Сегодня, когда происходит возврат к себе, такой исторической территорией для опоры смыслов и чаяний, закономерно становится Крым.
Это тем более актуально, что сегодняшняя эпоха, восстановив очень многое после либеральной оккупации 1990-х, пока не восстановила и не дала мечту. Ту самую Утопию. Сегодня у нас ее нет, мы не пытаемся взглянуть на себя хотя бы из 2063 года, а глядим максимум из конца нынешнего. И это чувствуется во всем. Оттого, например, грандиозное строительство вызывает негодование, зависть или просто снисходительно принимается, но не вызывает гордости, ибо оно не продукт мечты, не продукт Грандиозной Идеи, не прорыв будущего в настоящее, а памятник вложенным деньгам в целом и лично заказчику в частности, памятник оборотистой минуте, а не вечности.
Поэтому главная мысль при взгляде на большинство проявлений нынешней жизни «сколько же в это вбухано?» И все. Оттого подзаборна литература, убога и ничтожна живопись, примитивна музыка. Нет Утопии, а, значит, нет тайны, нет ощущения чего-то нераскрытого, нет недосказанности, нет необходимости домысливать — все понятно и приземленно. И возвращение Крыма должно осмысляться именно через эти категории, через мечту и сбывшиеся, но не до конца осознанные ожидания.
Ещё одна важная сторона произошедшего — Крым, как симптом обращения к «византизму» (в самом положительном, а не интриганском смысле), прежде всего, во внешней политике.
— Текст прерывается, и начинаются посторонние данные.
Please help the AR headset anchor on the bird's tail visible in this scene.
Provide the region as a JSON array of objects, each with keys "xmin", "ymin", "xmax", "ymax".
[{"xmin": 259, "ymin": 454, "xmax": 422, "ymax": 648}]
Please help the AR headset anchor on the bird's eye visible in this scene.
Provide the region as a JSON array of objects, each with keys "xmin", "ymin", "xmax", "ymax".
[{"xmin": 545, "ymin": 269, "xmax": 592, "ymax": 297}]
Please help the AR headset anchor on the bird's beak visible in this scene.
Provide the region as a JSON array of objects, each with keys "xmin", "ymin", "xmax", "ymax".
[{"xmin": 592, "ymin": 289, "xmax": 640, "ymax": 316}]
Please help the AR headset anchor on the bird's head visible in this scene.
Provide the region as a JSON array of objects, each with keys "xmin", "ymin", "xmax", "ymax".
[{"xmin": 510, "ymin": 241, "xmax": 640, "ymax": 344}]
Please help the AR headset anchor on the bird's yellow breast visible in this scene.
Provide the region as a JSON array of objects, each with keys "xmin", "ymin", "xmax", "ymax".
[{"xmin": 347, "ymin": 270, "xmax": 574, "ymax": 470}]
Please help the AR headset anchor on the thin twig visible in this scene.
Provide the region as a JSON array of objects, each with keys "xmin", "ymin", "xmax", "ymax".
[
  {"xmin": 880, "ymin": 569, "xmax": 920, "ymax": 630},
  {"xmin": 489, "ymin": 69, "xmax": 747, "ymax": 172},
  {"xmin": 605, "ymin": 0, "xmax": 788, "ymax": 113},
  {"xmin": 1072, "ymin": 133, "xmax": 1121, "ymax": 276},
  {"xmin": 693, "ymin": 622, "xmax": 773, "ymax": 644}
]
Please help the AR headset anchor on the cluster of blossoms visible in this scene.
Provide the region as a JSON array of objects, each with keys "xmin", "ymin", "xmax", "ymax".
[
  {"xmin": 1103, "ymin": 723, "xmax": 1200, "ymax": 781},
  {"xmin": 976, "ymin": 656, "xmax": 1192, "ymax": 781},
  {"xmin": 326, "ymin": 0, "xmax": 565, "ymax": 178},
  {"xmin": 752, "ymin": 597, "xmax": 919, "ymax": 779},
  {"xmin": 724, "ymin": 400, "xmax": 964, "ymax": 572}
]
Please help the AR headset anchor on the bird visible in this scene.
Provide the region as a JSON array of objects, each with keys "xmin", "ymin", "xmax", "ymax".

Исследователь А.Люсый точно замечал, что «русский «византизм» всегда оказывался востребованным и актуализированным в эпохи кризисов или нестабильности государственной или церковной жизни». Историческая традиция России показывает, что Крым в общественном сознании всегда был преддверием Греции, овладение им, актуализация крымской темы всегда означала, что исторические связи России с древнейшим центром христианства вновь нужны и актуальны.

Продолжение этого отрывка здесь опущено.